Wenn ein Treffen von mehr als drei Personen als illegale Versammlung gilt...

Der staatliche Überwachungsapparat funktioniere hervorragend, berichtet der Menschenrechtsanwalt Alex Muchadehama. Nachdem es letzte Woche über Facebook und Twitter Aufrufe zu Massenprotesten nach nordafrikanischem Vorbild gegeben hatte, sei die Botschaft der Regierung ganz klar, erklärt Muchadehama: "Kommt bloß nicht auf die Idee, Proteste ähnlich wie in Nordafrika in Erwägung zu ziehen, oder die Regierung in irgendeiner Weise zu kritisieren, sonst drohen euch willkürliche Verhaftungen, Verschleppungen, Folter, unangenehme Verhöre und extrem lange Untersuchungshaft ohne formelle Anklage".

Kriegsveteranen und regierungstreue Milizen zögen durch die Vororte der Städte und übers Land und verbreiteten Angst und Schrecken. Mehr als drei Personen dürfen nicht beisammen sein, sonst gelte dies als illegale Menschenansammlung. Zudem würden Büros von Nichtregierungsorganisationen regelmäßig willkürlich durchsucht.

Wenn das freie Benutzen von Facebook als Straftat gilt...

Facebook-Logo und Twitter-Logo sind durchgestrichen (Grafik: dw)
Besser Finger weg: die Regierung beobachtet Facebook und TwitterBild: DW

Die Telekommunikationsnetze sind in Simbabwe schlecht ausgebaut und funktionieren wenig zuverlässig. Facebook und Twitter stecken noch in den Kinderschuhen.

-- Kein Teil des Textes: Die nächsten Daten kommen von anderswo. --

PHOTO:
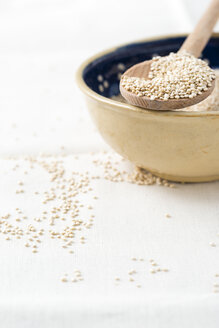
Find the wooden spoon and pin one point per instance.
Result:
(194, 44)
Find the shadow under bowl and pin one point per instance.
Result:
(178, 146)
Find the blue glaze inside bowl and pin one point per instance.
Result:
(103, 74)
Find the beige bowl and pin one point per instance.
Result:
(179, 146)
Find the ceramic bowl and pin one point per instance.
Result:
(178, 146)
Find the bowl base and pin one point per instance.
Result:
(182, 179)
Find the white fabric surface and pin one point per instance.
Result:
(42, 43)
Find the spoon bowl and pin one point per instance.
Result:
(142, 70)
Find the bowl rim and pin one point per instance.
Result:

Aber nicht nur deswegen schätzt die Journalistin Faith Zaba von der Zeitung Sunday Independent in Harare die Chancen, Massenproteste ähnlich wie in Nordafrika auszulösen, als sehr gering ein. "Die Leute in Simbabwe sind so verschüchtert und leben in ständiger Angst, dass nur ganz wenige Facebook benutzen wollen", so Zaba. Viele stiegen aus und schrieben nichts mehr auf Facebook, weil "alle wissen, dass die Regierung die Seiten kontrolliert und beobachtet".

...dann können keine freien und fairen Wahlen stattfinden.

Porträt von Robert Mugabe (Foto: ap)
Will mit allen Mitteln an der Macht bleiben: Robert MugabeBild: AP

Simbabwe steckt seit über 10 Jahren in einer schweren politischen und wirtschaftlichen Krise und dennoch ist es noch nicht einmal ansatzweise zu einem Volksaufstand ähnlich wie derzeit in Nordafrika gekommen. Die Frauenrechtlerin Grace Chirenje erklärt das mit einer art Abstumpfung der Zivilgesellschaft. "Es ist ermüdend jeden Tag zu hören, dass wieder jemand verhaftet worden ist, oder dass schon wieder jemand verschwunden ist oder ermordet wurde", sagt die junge Frau. Diese Ermüdungserscheinungen in der Gesellschaft seien besorgniserregend. Das Problem sei, so Chirenje, dass Simbabwer um ihr Leben fürchteten, wenn sie etwas gegen die Regierung sagen und daher "dem Geheimdienst zuzuarbeiten eine Überlebensstrategie geworden ist".

In diesem Umfeld Wahlen durchzuführen wäre fatal, urteilt Human Rights Watch, denn es würde Robert Mugabes 31-jährige Herrschaft zementieren und legitimieren. Die Forderung der Menschenrechtler lautet daher: "Keine Wahlen in diesem Jahr". Zuerst müssten ein genauer Ablaufplan vorliegen, solide Vorbereitungen für Wahlen getroffen und eine neue Verfassung in Kraft sein, sagt Tiseke Kambala Kambala von Human Rights Watch. Zudem sollten Südafrika und die Entwicklungsgemeinschaft des südlichen Afrika SADC die Vorgänge in Simbabwe "scharf verurteilen".